Sie arbeitet gegen die Statistik: Homöopathische 11,9 Prozent der Erstausstrahlungen im ZDF am Abend wurden 2015 von Frauen inszeniert. Im Kino, das sich gerade wieder auf der Berlinale feiert, ist es kaum anders. Männerparty, Frauenanteil 15,7 Prozent. Von den Wettbewerbsfilmen hat ein einziger eine Regisseurin.

Sicher können auch Frauen entscheiden, wie viel man von einer Leiche sehen soll, sie haben nur so selten Gelegenheit. 2015 haben bei 20 Prozent der Soko-München-Folgen Frauen Regie geführt. Frauenquote bei der Soko Leipzig, Soko Stuttgart, Soko Wien: null Prozent.

Dass man das inzwischen überhaupt weiß, ist das Verdienst einiger Frauen, die sich vor vier Jahren sagten, dass es so nicht mehr weitergehen kann. Sie taten dann mit viel Aufwand etwas sehr Einfaches: Sie zählten nach. So erschien 2014 der erste Diversitätsbericht, weil man beim Bundesverband Regie wissen wollte, ob die Unwucht der Geschlechter im Filmbusiness so schlimm ist, wie sie sich anfühlte. Seither weiß man: Nein, noch schlimmer. Seitdem ist das Thema in Deutschland auf dem Tisch.

Zum ersten Mal hat der Tagesspiegel deshalb alle verfügbaren Daten öffentlicher Förderungen erhoben und ausgewertet.

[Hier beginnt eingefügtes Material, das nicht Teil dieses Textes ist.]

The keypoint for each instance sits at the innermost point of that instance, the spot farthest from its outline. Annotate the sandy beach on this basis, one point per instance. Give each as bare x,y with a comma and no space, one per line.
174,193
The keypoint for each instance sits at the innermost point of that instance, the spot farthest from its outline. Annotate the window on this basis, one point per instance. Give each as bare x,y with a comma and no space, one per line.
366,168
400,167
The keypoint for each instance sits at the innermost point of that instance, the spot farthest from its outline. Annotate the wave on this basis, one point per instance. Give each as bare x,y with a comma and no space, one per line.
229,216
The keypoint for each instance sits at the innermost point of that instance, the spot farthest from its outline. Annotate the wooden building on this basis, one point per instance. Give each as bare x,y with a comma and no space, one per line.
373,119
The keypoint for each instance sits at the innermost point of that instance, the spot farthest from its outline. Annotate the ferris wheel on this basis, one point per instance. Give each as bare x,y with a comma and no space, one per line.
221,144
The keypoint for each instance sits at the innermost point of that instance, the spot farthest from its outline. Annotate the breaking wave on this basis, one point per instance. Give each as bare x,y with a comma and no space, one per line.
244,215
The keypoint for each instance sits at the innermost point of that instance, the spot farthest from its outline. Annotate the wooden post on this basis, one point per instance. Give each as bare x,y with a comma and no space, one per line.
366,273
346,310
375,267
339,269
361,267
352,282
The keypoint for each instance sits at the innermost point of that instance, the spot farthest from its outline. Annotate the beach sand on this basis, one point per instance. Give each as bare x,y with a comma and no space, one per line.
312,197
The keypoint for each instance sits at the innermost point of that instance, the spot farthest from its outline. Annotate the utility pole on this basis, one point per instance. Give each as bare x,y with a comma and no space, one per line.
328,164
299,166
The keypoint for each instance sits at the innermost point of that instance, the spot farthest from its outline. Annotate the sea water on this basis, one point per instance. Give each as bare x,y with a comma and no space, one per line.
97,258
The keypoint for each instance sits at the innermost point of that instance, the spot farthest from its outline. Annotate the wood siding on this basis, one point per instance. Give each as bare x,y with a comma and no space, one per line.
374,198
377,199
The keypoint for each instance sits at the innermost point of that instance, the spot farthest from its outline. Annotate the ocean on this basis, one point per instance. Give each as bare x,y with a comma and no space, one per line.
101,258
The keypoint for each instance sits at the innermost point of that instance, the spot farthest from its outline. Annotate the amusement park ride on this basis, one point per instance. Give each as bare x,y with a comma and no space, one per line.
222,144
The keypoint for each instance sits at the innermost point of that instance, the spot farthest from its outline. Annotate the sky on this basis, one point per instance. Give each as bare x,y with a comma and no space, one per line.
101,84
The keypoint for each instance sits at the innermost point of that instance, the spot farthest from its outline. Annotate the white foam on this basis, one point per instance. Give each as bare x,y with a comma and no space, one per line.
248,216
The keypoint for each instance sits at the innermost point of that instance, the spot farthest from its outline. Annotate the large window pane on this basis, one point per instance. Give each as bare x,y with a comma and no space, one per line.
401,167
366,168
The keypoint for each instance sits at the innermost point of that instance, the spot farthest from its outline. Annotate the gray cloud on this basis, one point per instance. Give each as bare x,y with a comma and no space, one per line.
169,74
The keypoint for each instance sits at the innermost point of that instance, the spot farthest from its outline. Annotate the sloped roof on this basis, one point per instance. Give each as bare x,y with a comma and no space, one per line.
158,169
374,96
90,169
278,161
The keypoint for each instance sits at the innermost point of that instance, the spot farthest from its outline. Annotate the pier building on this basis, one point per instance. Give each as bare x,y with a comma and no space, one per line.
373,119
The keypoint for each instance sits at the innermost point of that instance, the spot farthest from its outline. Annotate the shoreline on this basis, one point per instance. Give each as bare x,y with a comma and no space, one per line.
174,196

Das Ergebnis ist eklatant: Im Jahr 2015 gab es 176,1 Millionen Euro Filmförderung für 633 Filme von Männern, 42,5 Millionen für 233 Filme von Frauen.

Studium ja, Geld nein. Die Studierendenzahlen sind ähnlich, öffentliche Förderungen nicht. Quellen: Erster Diversitätsbericht BVR; Förderentscheidungen der nationalen- und Landesförderungen

Bekommen Frauen einfach weniger Geld? Liegt da das Problem? Erfolgsentscheidend sind auch die Filmkritiker. Und die, auch das hat der Tagesspiegel erstmals erhoben, bevorzugen Filme von Männern (s.u.).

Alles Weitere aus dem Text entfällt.